Creation Document Definitions by Training

Language:
EN
Product-Line:
FlexiCapture Engine
Platform:
Windows
Type:
Knowledge Base & Support
KB-Type:
Code Samples Collection
KB-Topic:
General
Category:
Recognition
Image:
image: icon_autolearningtechnologydemo.gif

This sample allows you to create simple Document Definitions for one page documents - without using FlexiLayout Studio. The Document Definitions are created using a training set of images, once finished the definitions be used for data extraction with ABBYY FlexiCapture or ABBYY FlexiCapture Engine.

Note: this technology is also available in FlexiLayout Studio, but the new API allows that users of the application can also train new documents. The generated templates can then be used within your application.

Description

While creating Document Definitions, the sample works with a set of training images. You mark the data fields, which values you want to extract, and several reference elements, which allow FlexiCapture Engine to locate the position of data fields. Thus is done on several pages. On the base of this information FlexiCapture Engine generates Document Definitions, which then can be used for data extraction.
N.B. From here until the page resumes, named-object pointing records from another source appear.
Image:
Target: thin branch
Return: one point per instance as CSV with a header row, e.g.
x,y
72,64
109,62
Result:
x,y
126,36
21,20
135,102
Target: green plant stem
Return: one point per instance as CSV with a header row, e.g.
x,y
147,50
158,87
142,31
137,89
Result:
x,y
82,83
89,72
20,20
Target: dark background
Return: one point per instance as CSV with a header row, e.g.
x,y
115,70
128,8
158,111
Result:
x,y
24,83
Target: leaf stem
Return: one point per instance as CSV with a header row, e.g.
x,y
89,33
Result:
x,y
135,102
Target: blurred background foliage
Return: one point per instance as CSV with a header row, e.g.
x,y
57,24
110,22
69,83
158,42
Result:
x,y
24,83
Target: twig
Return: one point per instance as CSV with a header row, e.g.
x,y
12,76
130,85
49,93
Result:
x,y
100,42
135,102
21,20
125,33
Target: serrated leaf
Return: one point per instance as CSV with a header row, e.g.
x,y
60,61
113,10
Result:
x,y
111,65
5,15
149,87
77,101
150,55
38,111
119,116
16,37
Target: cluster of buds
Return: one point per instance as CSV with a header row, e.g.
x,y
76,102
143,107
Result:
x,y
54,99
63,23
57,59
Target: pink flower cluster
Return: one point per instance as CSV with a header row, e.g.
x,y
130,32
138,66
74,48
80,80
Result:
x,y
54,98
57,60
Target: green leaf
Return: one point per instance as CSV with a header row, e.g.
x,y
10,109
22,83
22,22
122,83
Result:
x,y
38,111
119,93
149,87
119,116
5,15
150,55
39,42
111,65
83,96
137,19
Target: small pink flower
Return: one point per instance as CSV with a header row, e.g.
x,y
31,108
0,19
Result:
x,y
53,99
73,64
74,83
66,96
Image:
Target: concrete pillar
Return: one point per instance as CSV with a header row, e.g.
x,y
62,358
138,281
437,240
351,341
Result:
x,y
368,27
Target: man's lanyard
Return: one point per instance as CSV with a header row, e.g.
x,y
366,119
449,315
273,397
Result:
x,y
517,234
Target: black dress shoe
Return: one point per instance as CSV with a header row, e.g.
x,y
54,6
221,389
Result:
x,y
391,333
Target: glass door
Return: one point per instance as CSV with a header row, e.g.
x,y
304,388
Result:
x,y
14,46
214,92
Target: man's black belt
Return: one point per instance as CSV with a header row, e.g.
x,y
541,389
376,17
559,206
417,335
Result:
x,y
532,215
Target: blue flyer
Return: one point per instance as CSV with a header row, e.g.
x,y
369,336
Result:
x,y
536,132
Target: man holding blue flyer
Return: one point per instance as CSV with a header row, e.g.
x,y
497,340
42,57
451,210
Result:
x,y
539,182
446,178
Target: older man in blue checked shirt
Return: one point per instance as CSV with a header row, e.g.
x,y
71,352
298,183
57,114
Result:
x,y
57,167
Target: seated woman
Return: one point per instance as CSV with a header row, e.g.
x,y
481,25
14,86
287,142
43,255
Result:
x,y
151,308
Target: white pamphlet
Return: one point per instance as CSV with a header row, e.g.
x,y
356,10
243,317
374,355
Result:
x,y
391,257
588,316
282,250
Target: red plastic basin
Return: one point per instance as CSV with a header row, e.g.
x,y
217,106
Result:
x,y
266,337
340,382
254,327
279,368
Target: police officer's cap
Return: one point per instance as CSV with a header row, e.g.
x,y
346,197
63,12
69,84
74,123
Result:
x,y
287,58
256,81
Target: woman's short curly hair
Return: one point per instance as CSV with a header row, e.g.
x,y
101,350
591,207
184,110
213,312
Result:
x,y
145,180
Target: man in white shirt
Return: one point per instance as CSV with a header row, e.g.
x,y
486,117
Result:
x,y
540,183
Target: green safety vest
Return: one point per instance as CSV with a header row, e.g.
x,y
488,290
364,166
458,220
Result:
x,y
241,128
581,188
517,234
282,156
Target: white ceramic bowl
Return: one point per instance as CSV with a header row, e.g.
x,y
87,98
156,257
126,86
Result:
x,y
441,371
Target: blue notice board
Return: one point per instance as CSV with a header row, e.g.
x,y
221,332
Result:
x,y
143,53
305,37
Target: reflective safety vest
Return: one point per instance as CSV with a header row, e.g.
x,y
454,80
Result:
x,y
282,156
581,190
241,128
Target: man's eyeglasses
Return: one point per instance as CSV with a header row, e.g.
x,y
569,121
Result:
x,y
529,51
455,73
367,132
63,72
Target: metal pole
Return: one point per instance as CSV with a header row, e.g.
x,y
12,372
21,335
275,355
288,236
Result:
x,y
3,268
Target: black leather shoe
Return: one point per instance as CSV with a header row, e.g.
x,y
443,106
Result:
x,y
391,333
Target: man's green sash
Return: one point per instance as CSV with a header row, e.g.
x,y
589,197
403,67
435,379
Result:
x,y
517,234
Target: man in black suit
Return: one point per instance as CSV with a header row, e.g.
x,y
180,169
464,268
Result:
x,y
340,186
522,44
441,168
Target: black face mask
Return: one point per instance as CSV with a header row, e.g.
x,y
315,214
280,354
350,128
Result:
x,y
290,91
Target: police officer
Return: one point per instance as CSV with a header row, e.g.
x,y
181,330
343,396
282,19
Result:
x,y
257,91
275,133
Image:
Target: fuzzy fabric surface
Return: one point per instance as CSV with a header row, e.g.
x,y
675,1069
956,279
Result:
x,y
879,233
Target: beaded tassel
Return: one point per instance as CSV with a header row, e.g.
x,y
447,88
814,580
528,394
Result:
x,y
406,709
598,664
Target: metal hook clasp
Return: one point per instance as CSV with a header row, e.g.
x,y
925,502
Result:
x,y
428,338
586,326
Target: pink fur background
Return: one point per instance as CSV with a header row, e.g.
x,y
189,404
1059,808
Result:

If the set of training images contains several types of documents, for which several Document Definitions should be created, FlexiCapture Engine uses a special classifier, which helps to select the correct Document Definition for a page. This classifier is trained together with Document Definitions and can be saved and then used to speed up selection of Document Definitions during processing.

Note that this sample is intended for creating simple Document Definitions. If you need a comprehensive Document Definitions with a large number of fields and reference elements, we recommend that you use the tools of ABBYY FlexiCapture.

The sample uses the procedure of processing similar to the one described in the Creating a Document Definition by training on a set of images code snippet.

Creating Document Definitions Training

You have a group of images, from which you need to extract some data fields. These can be a set of similar images, which contain the same fields, or a set of images of several document types. Select several examples of such images (from 3 to 5 images for each document type) and place them to one folder. Give preference to the ones which have the best image quality. These will be the template images that will be used for Document Definitions creation.

To create Document Definitions, do the following:

1) Specify the path to the template images in the Path to training images field.

2) Select Begin a new training project and click Next.

3) The first image from the specified folder will be displayed. Specify the name of the created Document Definition and select the language of your documents. By default, English language is selected. Click Next.

4) Select data fields on the image. These are those fields, which contain data you want to be extracted. Perform the following:

  • ABBYY FlexiCapture Engine performs pre-recognition of the image before you select data fields on it. You can view recognized characters highlighted with blue color on the image. If you want to zoom the image, in the main menu select View > Zoom and the desired scale from the list.
  • Use the mouse to draw one or several boxes surrounding data fields. The field name and the recognized text of the field will be displayed below the image.
  • You can modify the created fields:
    • Change the name of a field (click Rename and specify the new name)
    • Configure the data type of a field (click Configure and select the type from the drop-down list). The fields can be of the following data types: text, date and time, currency, number, regular expression.
    • Delete unnecessary fields (click Delete for the field you want to delete)
  • Click Next.

5) You proceed with selecting reference elements on the image. Reference elements help FlexiCapture Engine to find data fields on the image. Reference elements are some fields, which can be found on most of the images of this type. For example, field captions, header. Do the following:

  • The data fields you have already selected are displayed on the image surrounded by green boxes. Use the mouse to draw one or several boxes for reference elements. They appear in red boxes.
  • You can change the name of the reference element (click Rename and specify the new name) or delete unnecessary elements (click Delete for the tag you want to delete).
  • Click Next.

6) After that FlexiCapture Engine tries to apply the created Document Definition to the next image in the training folder and displays the result. Check the layout on the image and change it, if necessary. Click Next.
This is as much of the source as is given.